Now the result of integration can be simplified by taking out a common factor, i.e. one that does not depend on the summation indices $\vec{\xi}$ and $\vec{\eta}$, and a multiplicative residual term that does depend on those indices.

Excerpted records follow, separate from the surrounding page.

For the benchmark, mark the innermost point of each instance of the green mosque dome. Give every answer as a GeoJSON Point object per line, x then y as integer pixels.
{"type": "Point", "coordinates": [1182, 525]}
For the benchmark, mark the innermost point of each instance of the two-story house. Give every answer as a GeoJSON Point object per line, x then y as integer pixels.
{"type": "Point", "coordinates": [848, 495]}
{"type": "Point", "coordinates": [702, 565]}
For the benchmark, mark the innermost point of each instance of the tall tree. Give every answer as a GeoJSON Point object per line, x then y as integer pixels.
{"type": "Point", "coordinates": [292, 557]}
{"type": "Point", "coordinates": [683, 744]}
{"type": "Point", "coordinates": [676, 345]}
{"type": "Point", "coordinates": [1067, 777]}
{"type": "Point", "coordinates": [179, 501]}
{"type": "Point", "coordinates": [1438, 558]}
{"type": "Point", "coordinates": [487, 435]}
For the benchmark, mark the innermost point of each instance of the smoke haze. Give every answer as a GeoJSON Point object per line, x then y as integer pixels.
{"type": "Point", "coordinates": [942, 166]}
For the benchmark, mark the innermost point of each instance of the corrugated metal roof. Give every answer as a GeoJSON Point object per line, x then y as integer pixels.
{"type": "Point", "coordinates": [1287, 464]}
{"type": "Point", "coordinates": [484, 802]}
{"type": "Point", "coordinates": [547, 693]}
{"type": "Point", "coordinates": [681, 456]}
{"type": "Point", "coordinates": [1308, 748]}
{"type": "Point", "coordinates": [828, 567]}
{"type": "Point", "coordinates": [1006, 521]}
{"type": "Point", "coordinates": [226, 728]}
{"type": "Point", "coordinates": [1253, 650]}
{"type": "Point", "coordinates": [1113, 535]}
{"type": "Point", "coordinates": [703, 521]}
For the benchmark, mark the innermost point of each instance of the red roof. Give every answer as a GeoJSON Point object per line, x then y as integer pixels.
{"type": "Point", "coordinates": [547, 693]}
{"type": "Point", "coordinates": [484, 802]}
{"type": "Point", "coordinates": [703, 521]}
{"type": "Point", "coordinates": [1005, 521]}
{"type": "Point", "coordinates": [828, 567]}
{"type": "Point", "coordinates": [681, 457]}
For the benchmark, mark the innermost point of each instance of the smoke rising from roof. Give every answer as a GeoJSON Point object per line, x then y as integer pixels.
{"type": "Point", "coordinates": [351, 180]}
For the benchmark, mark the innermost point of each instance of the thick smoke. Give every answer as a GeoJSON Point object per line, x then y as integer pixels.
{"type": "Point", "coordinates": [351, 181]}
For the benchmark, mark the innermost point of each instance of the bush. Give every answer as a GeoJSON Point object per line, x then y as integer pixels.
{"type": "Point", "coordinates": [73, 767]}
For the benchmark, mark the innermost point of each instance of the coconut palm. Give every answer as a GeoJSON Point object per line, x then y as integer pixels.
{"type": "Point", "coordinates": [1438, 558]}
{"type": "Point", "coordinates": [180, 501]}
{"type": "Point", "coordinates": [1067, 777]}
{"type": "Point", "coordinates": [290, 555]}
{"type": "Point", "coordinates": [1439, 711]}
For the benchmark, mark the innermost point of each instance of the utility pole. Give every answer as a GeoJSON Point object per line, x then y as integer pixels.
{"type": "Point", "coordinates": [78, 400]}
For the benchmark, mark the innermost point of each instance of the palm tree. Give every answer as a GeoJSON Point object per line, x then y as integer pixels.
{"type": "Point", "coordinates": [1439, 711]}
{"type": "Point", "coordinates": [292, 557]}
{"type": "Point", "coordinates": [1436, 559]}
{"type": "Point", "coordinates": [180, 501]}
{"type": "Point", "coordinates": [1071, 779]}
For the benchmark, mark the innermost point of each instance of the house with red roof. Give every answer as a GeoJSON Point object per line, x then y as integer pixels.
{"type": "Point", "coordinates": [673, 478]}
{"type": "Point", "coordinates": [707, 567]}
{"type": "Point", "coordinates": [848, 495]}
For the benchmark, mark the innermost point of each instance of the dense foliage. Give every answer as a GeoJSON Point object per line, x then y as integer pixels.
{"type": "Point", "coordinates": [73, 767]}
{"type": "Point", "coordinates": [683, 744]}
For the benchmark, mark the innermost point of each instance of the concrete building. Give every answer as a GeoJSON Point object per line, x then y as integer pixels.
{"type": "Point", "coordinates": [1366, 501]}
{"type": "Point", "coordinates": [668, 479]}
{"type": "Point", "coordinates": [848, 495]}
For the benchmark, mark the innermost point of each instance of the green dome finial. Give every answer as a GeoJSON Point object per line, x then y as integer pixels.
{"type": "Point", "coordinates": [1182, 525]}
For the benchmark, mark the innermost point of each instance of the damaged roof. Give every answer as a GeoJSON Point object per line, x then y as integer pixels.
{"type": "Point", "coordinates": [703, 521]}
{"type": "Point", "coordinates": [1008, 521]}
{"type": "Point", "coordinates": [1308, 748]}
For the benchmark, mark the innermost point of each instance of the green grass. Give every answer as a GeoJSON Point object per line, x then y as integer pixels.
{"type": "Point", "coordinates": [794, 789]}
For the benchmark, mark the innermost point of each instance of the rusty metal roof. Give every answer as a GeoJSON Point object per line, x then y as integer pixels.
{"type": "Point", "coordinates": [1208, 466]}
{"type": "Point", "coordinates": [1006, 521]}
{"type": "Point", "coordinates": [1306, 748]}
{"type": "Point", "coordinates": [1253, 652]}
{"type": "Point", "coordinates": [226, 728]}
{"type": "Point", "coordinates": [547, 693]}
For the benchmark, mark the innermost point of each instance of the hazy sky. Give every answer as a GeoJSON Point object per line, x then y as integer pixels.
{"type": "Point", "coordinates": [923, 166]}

Here we go:

\begin{eqnarray} &&\left. \frac{1}{2^M} \prod\limits_{\lambda=1}^M \frac{ \Gamma(\frac{1+n_\lambda}{2}) } { (\sqrt{A_\lambda})^{1+n_\lambda} } \right|_{ n_\lambda \rightarrow n_\lambda + 2 {\mathcal a} ({\mathcal D}_1)_\lambda + ({\mathcal D}_2)_\lambda + ({\mathcal D}_3)(\vec{\xi})_\lambda+ ({\mathcal D}_3)(\vec{\eta})_\lambda } = \\ && \frac{ \prod _{\lambda =1}^N a_{\lambda }^{-\frac{1}{2} \sum _{\zeta =1}^{\lambda } n_{-\frac{\zeta ^2}{2}+\lambda +\zeta \left(N+\frac{1}{2}\right)-N}} } { \left(\prod _{\lambda =1}^N a_{\lambda }\right){}^{T} } \cdot \\ && % \prod _{\zeta =1}^N \Gamma \left[\frac{1}{2} \left(-\zeta +n_{-\frac{\zeta ^2}{2}+\zeta +\zeta \left(N+\frac{1}{2}\right)-N}+1\right)+T\right] \cdot \\ && % \prod _{\lambda =1}^N \prod _{\zeta =\lambda +1}^N \Gamma \left[\frac{1}{2} \left(n_{\zeta -\frac{\lambda ^2}{2}+\lambda \left(N+\frac{1}{2}\right)-N}+1\right)\right] \cdot \\ && % \left. \prod\limits_{\lambda=1}^M \frac{\Gamma(\frac{1+{\bar n}_\lambda + {\mathcal D}_3)(\vec{\xi})_\lambda+ ({\mathcal D}_3)(\vec{\eta})_\lambda }{2})}{\Gamma(\frac{1+{\bar n}_\lambda}{2})} \frac{1}{(\sqrt{A_\lambda})^{({\mathcal D}_3)(\vec{\xi})_\lambda+ ({\mathcal D}_3)(\vec{\eta})_\lambda}} \right|_{{\bar n}_\lambda \rightarrow n_\lambda + 2 {\mathcal a} ({\mathcal D}_1)_\lambda + ({\mathcal D}_2)_\lambda} \end{eqnarray}

We can see that the common factor matches perfectly well with the one given in the body of the question , i.e. for $N=2,3$.